Un titre particulièrement remarquable était Metroid Prime de 2002 pour Gamecube. Il a transplanté les aventures de puzzle à défilement latéral de Samus Aran dans un cadre FPS moderne tout en conservant la sensation et l'âme des jeux originaux. Peut-être plus important encore, c'était l'un des premiers jeux FPS populaires à mettre fortement l'accent sur les aspects du jeu d'aventure comme l'exploration et la plate-forme plutôt que le simple tir. Les fans de la série et les fanatiques de FPS sont tombés amoureux du jeu en masse, ce qui en fait l'un des jeux les plus réussis sur le plan critique et commercial jamais sorti sur GameCube.
2007 : Call of Duty : Modern Warfare s'attaque à Hollywood pour devenir un géant du divertissement

En 2007, un jeu a établi la norme par rapport à laquelle tous les futurs FPS seraient mesurés (ou du moins, tous les FPS pour très longtemps) : Call of Duty 4 : Modern Warfare. Tandis que le Franchise Call of Duty était populaire à ses débuts - d'où l'expansion rapide du sous-genre de la Seconde Guerre mondiale - Modern Warfare a bouleversé le paysage en mettant à jour les armes, les décors et les scénarios, et en a ajouté quelques-uns vraiment inoubliables, brillamment scénarisés missions pour devenir l'un des tireurs (et des jeux) les plus complets et les plus appréciés jamais créés.
Ce n'était pas seulement la campagne non plus - Modern Warfare a apporté des fonctionnalités en ligne vraiment innovantes, comme des avantages personnalisables, la mise à niveau et le prestige, donnant le coup d'envoi et accrochant une base de fans fidèle et talentueuse qui joue encore au jeu aujourd'hui. Tout cela, combiné à son gameplay rapide et riche en contractions, a également fait de CoD le choix par excellence pour les sports électroniques et le rendez-vous dominant du calendrier des sorties de jeux chaque année pendant près d'une décennie.

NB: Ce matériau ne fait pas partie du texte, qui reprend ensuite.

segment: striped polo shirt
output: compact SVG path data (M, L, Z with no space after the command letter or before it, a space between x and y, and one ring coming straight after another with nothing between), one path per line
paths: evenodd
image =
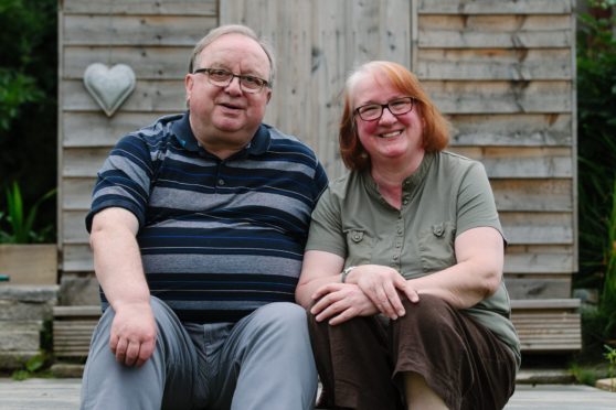
M295 137L262 125L220 160L198 144L185 112L119 140L98 172L86 228L104 208L130 211L150 293L181 321L235 322L295 301L310 214L326 187L315 152Z

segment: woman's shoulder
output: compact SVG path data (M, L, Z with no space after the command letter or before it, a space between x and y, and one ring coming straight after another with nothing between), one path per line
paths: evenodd
M485 172L484 164L480 161L450 151L438 152L437 163L440 170L459 173L470 170Z

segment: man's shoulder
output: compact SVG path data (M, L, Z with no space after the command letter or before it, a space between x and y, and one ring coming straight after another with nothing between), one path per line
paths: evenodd
M277 129L276 127L273 127L273 126L267 125L267 123L264 123L263 126L269 131L269 137L272 139L273 144L295 147L298 150L304 150L304 151L311 152L312 154L315 154L312 149L310 147L308 147L308 144L306 144L304 141L301 141L299 138L297 138L296 136L285 133L283 131L280 131L279 129Z
M153 122L129 132L129 136L136 136L145 139L169 136L173 132L173 127L183 118L182 114L173 114L157 118Z

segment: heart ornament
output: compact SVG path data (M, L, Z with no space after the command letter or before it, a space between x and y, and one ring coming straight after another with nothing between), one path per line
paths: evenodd
M84 73L84 85L98 102L107 117L111 117L135 90L135 72L126 64L111 68L102 63L93 63Z

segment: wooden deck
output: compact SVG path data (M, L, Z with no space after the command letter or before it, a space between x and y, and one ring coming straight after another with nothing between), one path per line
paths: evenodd
M79 379L0 379L2 410L74 410L79 406ZM588 386L519 385L505 410L616 409L616 393Z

2014 : PS4 et Xbox One établissent des « jeux en tant que service » alors que le genre FPS accomplit son destin

Alors que le genre FPS s'est sans aucun doute amélioré peu à peu après Modern Warfare, il n'y a pas eu de 'moment Eureka' remarquable jusqu'en 2014, lorsque Bungie - en partenariat avec Activision - a sorti destin . Un FPS sur console qui est toujours en ligne et alimenté par un jeu coopératif axé sur la communauté et des progrès persistants de style MMO, Destiny était un titre extrêmement ambitieux lors de son premier lancement. Bien qu'il ne soit pas toujours parfait au cours de sa première année et qu'il manque initialement dans certains domaines tels que la narration explicite et l'étendue du contenu, Destiny a attiré une communauté massive et farouchement loyale remplie d'individus qui continuent joyeusement à consacrer des centaines et des milliers d'heures au jeu.

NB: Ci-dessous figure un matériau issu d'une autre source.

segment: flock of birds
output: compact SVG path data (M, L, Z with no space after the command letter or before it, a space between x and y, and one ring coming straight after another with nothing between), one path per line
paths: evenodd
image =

Maintenant grandement amélioré depuis ses débuts - quand, malgré ses défauts, il était encore assez bon pour remporter notre prix du jeu de l'année 2014 - Destiny est maintenant un leader du genre, un goliath brillant, nuancé, riche et affiné qui les jeux de tous les autres genres s'en inspirent pour tenter de reproduire son énorme succès. Pendant ce temps, Bungie a annoncé Destin 2 pour septembre, qui pourrait bien marquer la prochaine grande étape évolutive dans le genre FPS imparable.